Stimare i costi imputabili alla criminalità organizzata per l’economia nel suo complesso, quindi in termini di PIL perduto, è ancora più complesso. La difficoltà analitica sta nell’isolare empiricamente gli effetti depressivi della presenza criminale da quelli dovuti a ogni altra causa. Una ricerca molto recente ci ha provato usando una scorciatoia concettuale equivalente a un esperimento naturale: anziché concentrarsi sulle regioni italiane che sono storicamente afflitte dal fenomeno mafioso, la ricerca si è volta a due regioni (Puglia e Basilicata) in cui l’affacciarsi della criminalità organizzata su vasta scala è relativamente più recente, risalendo alla fine degli anni ’70. Confrontando la performance economica delle due regioni in esame, prima e dopo il “contagio”, con quella di regioni italiane del Centro-Nord dalle caratteristiche socio-economiche simili ma immuni dal contagio, si ricava come l’arrivo della grande criminalità abbia abbassato il sentiero di crescita delle due regioni di 16 punti percentuali in trent’anni, essenzialmente scoraggiando gli investimenti privati.

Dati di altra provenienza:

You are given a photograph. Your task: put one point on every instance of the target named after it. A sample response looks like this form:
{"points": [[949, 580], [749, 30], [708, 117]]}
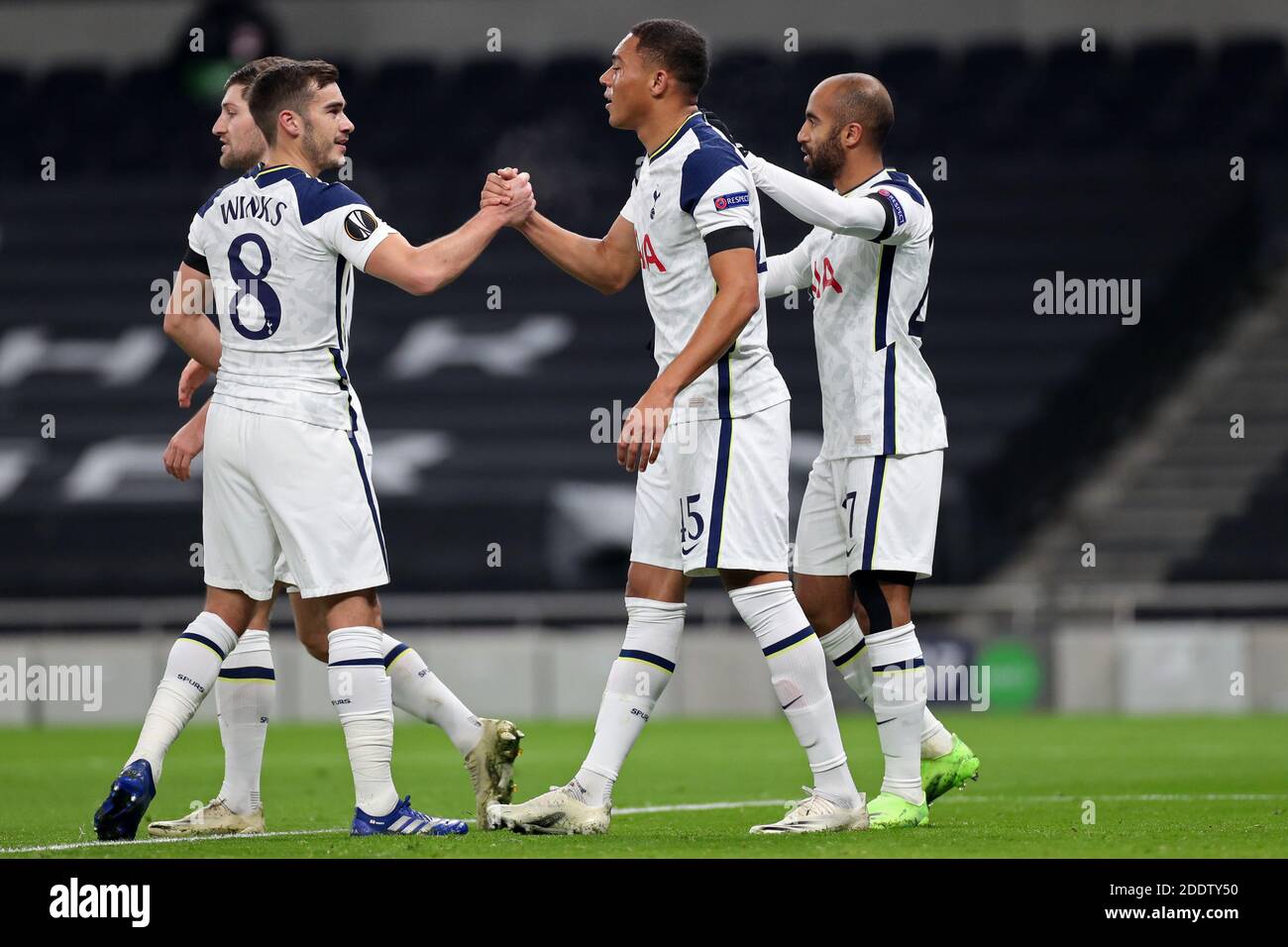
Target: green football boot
{"points": [[889, 810], [949, 771]]}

È di speciale interesse investigare i danni inflitti all’economia da quel particolare canale criminale che è la corruzione di decisori pubblici.

Mettere a confronto quanto è successo negli anni successivi ai due disastrosi terremoti in Friuli e in Irpinia ne offre un’evidenza assai chiara, secondo una ricerca dello scorso anno: l’afflusso di trasferimenti finanziari pubblici avrebbe sortito effetti opposti, di crescita in Friuli (oltre 20 punti percentuali in più rispetto al potenziale nell’arco di un ventennio) e di decrescita in Irpinia (oltre 10 punti in meno), attribuiti al ruolo svolto in Irpinia dalla criminalità organizzata, che avrebbe distratto i fondi pubblici corrompendo i gestori locali, e più in generale dalla minore qualità delle istituzioni.
Un altro studio si è dedicato a investigare l’influenza della criminalità organizzata, sempre per via corruttiva, sulla allocazione degli incentivi pubblici alle imprese offerti dalla Legge 488/92. Classificando i vari comuni italiani per presenza criminale, rilevando i reati ex articolo 416-bis del Codice Penale (associazione a delinquere di stampo mafioso) e i casi di scioglimento del Consiglio comunale per infiltrazione della criminalità organizzata (ex art. 143 e ss. D. Lgs. 267/2000), si trova che, a parità di altre condizioni, più criminalità è presente e più incentivi pubblici arrivano: non per maggior merito delle imprese riceventi, ma per cattive decisioni pubbliche, presumibilmente orientate da fenomeni corruttivi.

Ulteriori ricerche hanno misurato i deleteri effetti della criminalità organizzata su specifici aspetti della vita economica: dal credito (più alti tassi di interesse), agli investimenti esteri (ovviamente scoraggiati da criminalità alta e scarsa qualità delle istituzioni pubbliche), al mercato del lavoro (maggiore disoccupazione).